Remarkably no one was seriously injured during any of The Blues Brothers’s stunts. However, things didn’t go quite so well during the making of the film’s 1998 sequel, Blues Brothers 2000. Stuntman Bob Minor sustained serious head injuries while filming a crash scene for the film, and one unfortunate crew member had to undergo a leg amputation, after a car rolled on to him. According to a 1997 report, the accident occurred after the filmmakers called a towing company to remove an old car from a river (one of their stunts involved a car going into the same river). As the old car was being removed it fell, injuring a set co-ordinator (who later underwent the amputation) and a stuntman.

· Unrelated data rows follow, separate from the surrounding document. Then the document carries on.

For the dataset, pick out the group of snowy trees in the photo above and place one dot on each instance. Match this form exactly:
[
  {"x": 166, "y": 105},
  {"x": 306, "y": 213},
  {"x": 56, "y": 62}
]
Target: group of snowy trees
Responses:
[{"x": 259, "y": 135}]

Sadly, last year, two of the stuntmen to work on The Blues Brothers, Bob Orrison, 86, and Gary McLarty, 76, were killed in California in what the press described as an “ordinary” car crash.
7. Fast and Furious 6
Strictly speaking, this last offering isn’t a “car stunt”, and more of a “stunt car” – but it merits inclusion simply for being quite cool. For the sixth instalment in the Fast and Furious franchise, which was set and filmed in London, the filmmakers decided to up the destruction stakes by bringing in one of the series’ most ridiculous/brilliant inventions yet. Dubbed the “Flip Car” (for extremely good reasons), the metal beast in question featured a ramp, capable of “flipping” any vehicle driven into its path. While other films would simply have created the fearsome automobile via CGI, Fast and Furious car coordinator Dennis McCarthy opted to build the Flip Car for real, as demonstrated in the video below.
Despite its streamlined appearance, the car, which had to generate huge amounts of force, weighs in at 3900 lb: the film’s stunt drivers received special training to get them used to the vehicle. But perhaps the most impressive thing of all is that the car’s flipping mechanism actually works, and would, in theory, be fully capable of derailing a truck. Disappointingly, in the actual film, a cable and winch system was used to lift and overturn the trucks and cars in question.